Study of different membrane shapes for integrated pneumatically actuated microvalves with PDMS

Abstract

Fabrication of Microfluidic devices have gained popularity in a wide range of application demanding fluid flow control such as Anti-microbial resistance, Integrated blood test systems, drug delivery system, protein separation, DNA extraction, in- vitro diagnostic studies, lab-on-a-chip, organ-on-a-chip, inkjet printers and other industrial sensors. Fluid flow regulation, on/off switching and sealing of fluids can be achieved by incorporating Microvalves. The shape of the microvalve plays a key role in desired actuation of the microvalves. Therefore, a detailed study of various structures of the microvalve is crucial. This work discusses about the stability and reliability of different microvalve shapes.

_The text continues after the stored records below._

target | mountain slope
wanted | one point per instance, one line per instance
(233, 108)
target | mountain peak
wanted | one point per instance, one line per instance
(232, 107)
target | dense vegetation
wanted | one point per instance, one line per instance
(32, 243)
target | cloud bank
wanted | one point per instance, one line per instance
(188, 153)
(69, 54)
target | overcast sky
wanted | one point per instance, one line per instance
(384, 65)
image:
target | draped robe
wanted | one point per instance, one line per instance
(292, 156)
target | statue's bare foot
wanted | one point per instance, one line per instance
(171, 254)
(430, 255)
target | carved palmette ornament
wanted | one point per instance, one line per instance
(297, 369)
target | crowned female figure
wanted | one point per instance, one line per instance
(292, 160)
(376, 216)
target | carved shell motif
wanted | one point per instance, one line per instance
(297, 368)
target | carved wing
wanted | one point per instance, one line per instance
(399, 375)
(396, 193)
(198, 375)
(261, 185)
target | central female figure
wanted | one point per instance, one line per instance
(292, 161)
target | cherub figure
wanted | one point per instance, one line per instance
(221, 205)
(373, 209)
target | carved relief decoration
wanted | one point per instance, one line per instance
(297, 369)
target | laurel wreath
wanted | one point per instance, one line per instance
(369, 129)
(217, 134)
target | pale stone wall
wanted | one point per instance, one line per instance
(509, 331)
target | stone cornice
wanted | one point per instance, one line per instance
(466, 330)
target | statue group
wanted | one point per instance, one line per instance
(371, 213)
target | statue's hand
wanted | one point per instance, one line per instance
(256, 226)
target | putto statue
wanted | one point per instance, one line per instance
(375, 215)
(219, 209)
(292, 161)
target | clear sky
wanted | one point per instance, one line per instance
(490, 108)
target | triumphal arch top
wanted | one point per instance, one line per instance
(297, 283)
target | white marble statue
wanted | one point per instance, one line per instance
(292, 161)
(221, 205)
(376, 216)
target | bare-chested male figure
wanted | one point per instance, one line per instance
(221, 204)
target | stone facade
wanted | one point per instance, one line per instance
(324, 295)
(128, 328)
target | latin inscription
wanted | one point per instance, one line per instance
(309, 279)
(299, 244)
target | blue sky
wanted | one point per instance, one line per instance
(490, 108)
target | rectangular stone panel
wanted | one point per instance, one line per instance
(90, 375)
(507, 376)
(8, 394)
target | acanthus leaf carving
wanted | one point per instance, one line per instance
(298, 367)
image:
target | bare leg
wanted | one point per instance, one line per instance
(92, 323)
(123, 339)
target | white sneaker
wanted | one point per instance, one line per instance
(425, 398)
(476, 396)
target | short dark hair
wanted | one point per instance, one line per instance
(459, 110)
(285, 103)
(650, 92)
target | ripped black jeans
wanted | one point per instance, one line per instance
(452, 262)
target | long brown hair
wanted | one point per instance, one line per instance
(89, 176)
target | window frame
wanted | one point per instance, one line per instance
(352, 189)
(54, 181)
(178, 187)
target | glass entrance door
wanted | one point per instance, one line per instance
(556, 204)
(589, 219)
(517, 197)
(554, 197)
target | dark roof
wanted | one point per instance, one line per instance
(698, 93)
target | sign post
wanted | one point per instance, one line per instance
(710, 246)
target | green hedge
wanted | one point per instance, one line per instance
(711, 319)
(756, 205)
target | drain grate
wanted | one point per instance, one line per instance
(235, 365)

Simulation work gives a comparative study showcasing the displacement of the microvalve thin film polymer layer on account of applied pressure on several shapes of same area. Furthermore, details of stress distribution for the same has been carried out. The analysis focusses on the circular, elliptical and capsule shapes of the microvalve. The comparative study of the simulation results revealed that the maximum stress experienced by the microvalves of circular shape is 1.1 times lower than that of elliptical shape. While, circular shape microvalve shows 1.22 times lower stress when compared to capsule shape. In addition, displacement of the circular shape microvalve is 1.33 and 1.31 times greater than elliptical and capsule shapes for the same area and applied pressure respectively. The study manifests that the circular shape microvalve performance indicate better stable actuation when compared to the rest of the shapes. Microfabrication of the same is carried out using dry film photoresist which is highly cost effective.